Camilla Fenning, who leads the coal program for the British-based climate think tank E3G, told me this week the speed of the retreat from coal over the past couple of years has been startling.
“There are now only around 35 countries that have a coal pipeline [of planned new plants],” Fenning said. “None of those are now in Europe, and only four are in the OECD – that’s Turkey, Australia, the US and Japan. Of those 35 countries, something like 16 only have one planned new coal plant, so even they are near the tipping point of no new coal.
“And also, of those 35, probably half of them were dependent on China or Japan or Korean investment, and now they have pulled the plug, it’s pretty unlikely they will get the investment to build. So now we have a domino effect.”

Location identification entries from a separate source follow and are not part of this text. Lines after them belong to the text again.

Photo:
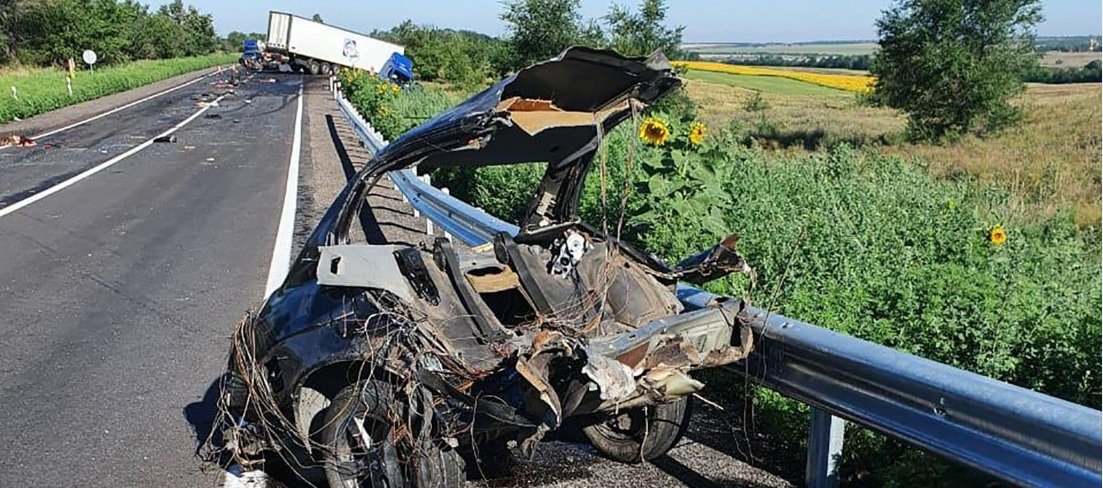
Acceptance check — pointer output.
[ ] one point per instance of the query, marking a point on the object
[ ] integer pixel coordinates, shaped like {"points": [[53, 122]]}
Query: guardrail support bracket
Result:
{"points": [[825, 449]]}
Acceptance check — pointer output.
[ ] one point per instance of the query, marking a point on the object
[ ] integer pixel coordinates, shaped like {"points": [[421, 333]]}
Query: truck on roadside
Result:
{"points": [[253, 54], [316, 48]]}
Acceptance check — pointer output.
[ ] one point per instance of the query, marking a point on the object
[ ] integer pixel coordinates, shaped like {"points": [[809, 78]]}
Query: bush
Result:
{"points": [[955, 73], [391, 108]]}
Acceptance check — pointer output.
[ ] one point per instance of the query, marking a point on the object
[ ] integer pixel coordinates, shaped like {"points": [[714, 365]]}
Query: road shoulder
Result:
{"points": [[79, 112]]}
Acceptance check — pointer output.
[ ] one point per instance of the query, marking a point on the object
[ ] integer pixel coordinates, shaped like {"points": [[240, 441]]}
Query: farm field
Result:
{"points": [[850, 83], [1058, 59], [43, 89], [847, 49], [1050, 162], [772, 84]]}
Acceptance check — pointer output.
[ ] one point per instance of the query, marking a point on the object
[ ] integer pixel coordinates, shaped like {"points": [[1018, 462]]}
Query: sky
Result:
{"points": [[705, 21]]}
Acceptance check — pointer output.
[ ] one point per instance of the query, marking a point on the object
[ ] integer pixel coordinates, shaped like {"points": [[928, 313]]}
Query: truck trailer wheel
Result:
{"points": [[641, 434]]}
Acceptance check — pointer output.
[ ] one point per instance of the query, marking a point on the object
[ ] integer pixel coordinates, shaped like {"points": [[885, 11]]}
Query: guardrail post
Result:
{"points": [[825, 448]]}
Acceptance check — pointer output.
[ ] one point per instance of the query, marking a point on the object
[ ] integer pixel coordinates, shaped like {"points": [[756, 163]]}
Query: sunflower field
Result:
{"points": [[32, 92], [853, 240], [849, 83]]}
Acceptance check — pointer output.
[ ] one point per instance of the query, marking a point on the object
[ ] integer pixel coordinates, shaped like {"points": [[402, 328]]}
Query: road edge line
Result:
{"points": [[96, 117], [23, 203], [235, 476], [281, 251]]}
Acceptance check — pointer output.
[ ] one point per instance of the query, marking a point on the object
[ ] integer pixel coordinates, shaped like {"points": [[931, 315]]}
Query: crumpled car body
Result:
{"points": [[491, 346]]}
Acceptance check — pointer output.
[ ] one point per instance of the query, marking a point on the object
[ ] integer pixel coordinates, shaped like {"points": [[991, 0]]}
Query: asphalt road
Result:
{"points": [[117, 294]]}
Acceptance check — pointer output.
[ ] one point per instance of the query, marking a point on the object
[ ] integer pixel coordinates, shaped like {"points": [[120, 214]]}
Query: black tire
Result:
{"points": [[346, 454], [639, 434]]}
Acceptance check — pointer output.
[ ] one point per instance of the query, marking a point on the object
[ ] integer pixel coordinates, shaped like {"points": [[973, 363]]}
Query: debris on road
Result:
{"points": [[385, 363]]}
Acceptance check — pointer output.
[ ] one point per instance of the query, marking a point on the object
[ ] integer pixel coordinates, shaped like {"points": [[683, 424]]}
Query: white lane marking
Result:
{"points": [[15, 207], [237, 477], [122, 107], [281, 252]]}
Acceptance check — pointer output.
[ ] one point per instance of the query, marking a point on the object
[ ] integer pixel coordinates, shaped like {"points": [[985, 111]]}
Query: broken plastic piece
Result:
{"points": [[17, 140]]}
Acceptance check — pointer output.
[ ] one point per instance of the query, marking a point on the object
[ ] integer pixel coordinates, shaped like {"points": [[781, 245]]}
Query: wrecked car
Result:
{"points": [[398, 364]]}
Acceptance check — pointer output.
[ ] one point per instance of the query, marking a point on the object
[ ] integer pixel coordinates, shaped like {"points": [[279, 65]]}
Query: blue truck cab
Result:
{"points": [[250, 46], [398, 69]]}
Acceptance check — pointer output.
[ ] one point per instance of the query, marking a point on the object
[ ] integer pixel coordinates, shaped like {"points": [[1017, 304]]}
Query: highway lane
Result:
{"points": [[24, 171], [117, 294]]}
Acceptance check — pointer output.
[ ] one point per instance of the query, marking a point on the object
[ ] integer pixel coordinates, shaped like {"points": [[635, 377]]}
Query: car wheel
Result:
{"points": [[641, 434], [360, 451]]}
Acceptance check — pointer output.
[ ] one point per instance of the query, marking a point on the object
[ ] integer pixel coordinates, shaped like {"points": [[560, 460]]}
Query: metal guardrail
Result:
{"points": [[1015, 434]]}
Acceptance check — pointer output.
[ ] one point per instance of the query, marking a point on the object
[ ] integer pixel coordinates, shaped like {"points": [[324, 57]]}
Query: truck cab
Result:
{"points": [[398, 69]]}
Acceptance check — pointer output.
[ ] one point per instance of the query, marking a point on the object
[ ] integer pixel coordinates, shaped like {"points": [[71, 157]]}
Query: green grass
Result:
{"points": [[43, 89], [767, 84]]}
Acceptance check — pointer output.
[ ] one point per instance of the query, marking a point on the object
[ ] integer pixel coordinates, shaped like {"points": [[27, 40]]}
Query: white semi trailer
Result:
{"points": [[320, 49]]}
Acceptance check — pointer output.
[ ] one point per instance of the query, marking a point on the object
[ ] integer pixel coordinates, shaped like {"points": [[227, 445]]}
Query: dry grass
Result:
{"points": [[1050, 161]]}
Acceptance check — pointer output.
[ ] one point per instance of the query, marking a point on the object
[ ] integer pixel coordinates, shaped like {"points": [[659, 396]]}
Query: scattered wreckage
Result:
{"points": [[17, 140], [393, 364]]}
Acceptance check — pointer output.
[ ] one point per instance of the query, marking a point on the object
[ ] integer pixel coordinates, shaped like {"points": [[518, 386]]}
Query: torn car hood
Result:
{"points": [[547, 112]]}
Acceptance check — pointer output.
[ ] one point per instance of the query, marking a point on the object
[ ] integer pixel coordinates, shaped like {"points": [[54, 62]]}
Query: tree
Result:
{"points": [[643, 32], [542, 29], [953, 65]]}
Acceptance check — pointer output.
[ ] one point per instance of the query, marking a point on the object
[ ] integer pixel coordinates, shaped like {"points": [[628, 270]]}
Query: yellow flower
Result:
{"points": [[997, 235], [697, 131], [654, 131]]}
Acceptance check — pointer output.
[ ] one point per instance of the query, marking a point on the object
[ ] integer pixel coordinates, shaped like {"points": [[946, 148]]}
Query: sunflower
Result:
{"points": [[697, 131], [654, 131], [997, 235]]}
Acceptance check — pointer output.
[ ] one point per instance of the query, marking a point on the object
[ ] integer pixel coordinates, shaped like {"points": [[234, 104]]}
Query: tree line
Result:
{"points": [[535, 31], [859, 62], [49, 32]]}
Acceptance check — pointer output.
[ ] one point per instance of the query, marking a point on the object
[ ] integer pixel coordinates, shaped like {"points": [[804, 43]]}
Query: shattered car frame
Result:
{"points": [[395, 364]]}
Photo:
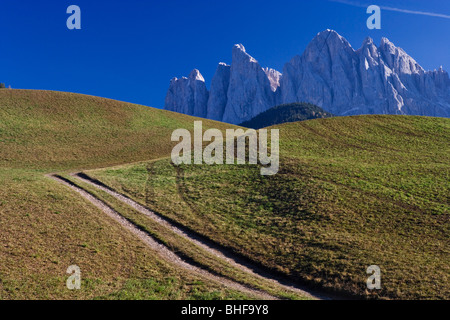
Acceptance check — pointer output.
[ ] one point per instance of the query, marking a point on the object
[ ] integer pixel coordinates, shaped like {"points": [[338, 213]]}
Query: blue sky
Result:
{"points": [[130, 49]]}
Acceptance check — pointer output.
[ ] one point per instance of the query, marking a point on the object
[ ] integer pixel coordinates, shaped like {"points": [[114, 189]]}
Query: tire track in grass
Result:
{"points": [[165, 252], [206, 244]]}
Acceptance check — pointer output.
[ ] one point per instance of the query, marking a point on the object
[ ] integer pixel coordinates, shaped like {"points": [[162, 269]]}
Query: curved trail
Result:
{"points": [[207, 245], [161, 249]]}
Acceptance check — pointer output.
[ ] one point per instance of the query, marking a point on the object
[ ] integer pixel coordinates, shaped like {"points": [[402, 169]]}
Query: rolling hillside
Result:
{"points": [[46, 227], [352, 192]]}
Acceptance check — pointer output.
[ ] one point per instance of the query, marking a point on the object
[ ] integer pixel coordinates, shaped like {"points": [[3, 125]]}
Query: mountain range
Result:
{"points": [[329, 73]]}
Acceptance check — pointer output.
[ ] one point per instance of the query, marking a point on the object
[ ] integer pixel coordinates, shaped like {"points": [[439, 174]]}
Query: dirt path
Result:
{"points": [[161, 249], [205, 244]]}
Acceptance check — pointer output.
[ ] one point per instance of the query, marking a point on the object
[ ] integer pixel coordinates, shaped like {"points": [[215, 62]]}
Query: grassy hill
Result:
{"points": [[352, 192], [45, 227], [285, 113]]}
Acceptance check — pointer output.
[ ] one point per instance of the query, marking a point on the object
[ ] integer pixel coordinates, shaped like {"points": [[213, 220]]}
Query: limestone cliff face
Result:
{"points": [[250, 91], [370, 80], [218, 96], [329, 74], [188, 95]]}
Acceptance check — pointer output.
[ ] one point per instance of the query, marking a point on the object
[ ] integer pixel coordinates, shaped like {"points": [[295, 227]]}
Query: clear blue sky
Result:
{"points": [[130, 49]]}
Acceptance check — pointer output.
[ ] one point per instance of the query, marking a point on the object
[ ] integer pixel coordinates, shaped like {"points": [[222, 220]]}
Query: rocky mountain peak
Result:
{"points": [[196, 76], [329, 74]]}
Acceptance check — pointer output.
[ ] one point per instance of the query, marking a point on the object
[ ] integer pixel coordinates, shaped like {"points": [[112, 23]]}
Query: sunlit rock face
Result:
{"points": [[330, 74]]}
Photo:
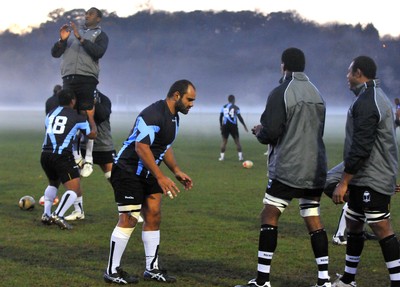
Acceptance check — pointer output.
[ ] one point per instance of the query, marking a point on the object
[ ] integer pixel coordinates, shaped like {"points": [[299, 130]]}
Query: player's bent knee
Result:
{"points": [[279, 203], [309, 207]]}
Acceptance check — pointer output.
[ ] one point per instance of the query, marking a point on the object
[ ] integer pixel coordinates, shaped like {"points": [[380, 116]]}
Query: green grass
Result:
{"points": [[209, 235]]}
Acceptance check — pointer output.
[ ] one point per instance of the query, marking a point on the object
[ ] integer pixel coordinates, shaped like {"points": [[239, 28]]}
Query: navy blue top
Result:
{"points": [[62, 124], [154, 126]]}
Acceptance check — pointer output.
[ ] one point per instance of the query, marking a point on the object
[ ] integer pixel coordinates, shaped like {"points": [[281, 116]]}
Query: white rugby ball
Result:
{"points": [[26, 202], [41, 200], [247, 164]]}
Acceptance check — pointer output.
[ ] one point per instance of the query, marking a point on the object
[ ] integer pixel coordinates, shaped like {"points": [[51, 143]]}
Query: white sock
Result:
{"points": [[78, 204], [151, 242], [89, 151], [50, 194], [107, 175], [119, 240], [342, 222], [66, 202], [77, 156]]}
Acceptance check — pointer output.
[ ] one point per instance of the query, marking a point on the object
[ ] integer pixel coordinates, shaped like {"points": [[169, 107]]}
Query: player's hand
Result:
{"points": [[64, 32], [168, 187], [75, 29], [184, 179]]}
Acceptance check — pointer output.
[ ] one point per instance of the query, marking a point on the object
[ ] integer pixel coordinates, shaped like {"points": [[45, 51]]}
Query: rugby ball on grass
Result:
{"points": [[26, 202], [247, 164], [41, 200]]}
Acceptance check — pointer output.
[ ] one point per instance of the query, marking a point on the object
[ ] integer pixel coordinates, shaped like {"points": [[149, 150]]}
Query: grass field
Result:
{"points": [[209, 235]]}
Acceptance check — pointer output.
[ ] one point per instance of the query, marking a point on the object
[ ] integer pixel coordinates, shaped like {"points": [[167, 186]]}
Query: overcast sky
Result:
{"points": [[19, 15]]}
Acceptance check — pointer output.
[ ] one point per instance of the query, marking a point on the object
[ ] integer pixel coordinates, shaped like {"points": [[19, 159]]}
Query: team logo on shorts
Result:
{"points": [[366, 196]]}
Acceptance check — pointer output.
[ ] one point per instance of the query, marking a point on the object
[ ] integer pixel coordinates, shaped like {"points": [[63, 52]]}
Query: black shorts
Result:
{"points": [[59, 166], [229, 129], [363, 199], [130, 188], [102, 157], [83, 87], [283, 191]]}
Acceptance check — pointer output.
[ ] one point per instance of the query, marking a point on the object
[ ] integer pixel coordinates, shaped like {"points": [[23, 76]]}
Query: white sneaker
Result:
{"points": [[87, 169], [339, 283], [80, 162], [253, 283], [339, 240], [326, 284], [75, 215]]}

And with coal costs so high, even China’s new plants are running far below capacity.
The problem is that a new coal plant lasts for about 40 years. So even with the pipeline of new plants cut to a trickle, if the existing global fleet is allowed to live for the course of its natural life, the emissions it creates will blow the world’s limited remaining carbon budget to keep warming under 1.5 degrees or even 2 degrees.
So now the anti-coal movement has shifted its attention to how it can most effectively shut them down sooner.
Huge steps were taken in this direction at the last two world climate talks in Glasgow in 2021 and Sharm El-Sheikh in November. In Glasgow, a new model to accelerate the process was finalised and announced.
Under the so-called Just Energy Transition Investment Partnership (or JET IP, as it is now referred to in the jargon-rich world of climate diplomacy) the United States, Britain, Germany, France and the European Union agreed to provide $US8.5 billion ($12.59 billion) in grants and cheap loans as seed money for a fund to purchase and close South Africa’s coal fleet and replace it with renewables.
South Africa is the perfect laboratory for such a program because it has a some of the world’s best access to sun and wind. And because it has, even by a dirty industry’s standards, a particularly dirty coal fleet. As a result, a dollar spent greening South Africa cuts far more carbon than a dollar spent in, say, Europe.
The model is also in keeping with one of the Paris Agreement’s core principles, which recognises that nations have “common but differentiated responsibilities” in tackling climate change.
In simple terms, this means that poor nations agreed to take action if rich ones – which caused the problem in the first place – agreed to pay for it.
In Egypt in November, the JET IP backers and South Africa detailed impressive progress in the plan and now negotiations have begun for similar agreements to accelerate coal retirement in Indonesia and Vietnam. Because each nation has different energy demands and different coal industries, developing the plans is complicated, says energy analyst Tim Buckley.
And care must be taken to ensure the money is well spent. There is no point in buying out a coal plant only to later see it resold, Buckley explains. Nor is there any point in shutting off the power before it is adequately replaced with clean alternatives.
Due to generations of failure to properly address climate change, even this rapid progress is not fast enough, says Fenning. She hopes the South African model will be improved as versions of it are deployed in Indonesia and Vietnam, and then, hopefully, across the world.
Many climate scientists believe the 1.5 degrees target has already slipped from our grasp, though rapid decarbonisation could see temperatures stabilise and then slowly drop by the end of the century.
Until then, we will face unfeasibly warm winters across Europe, and a return to infernal summers in Australia.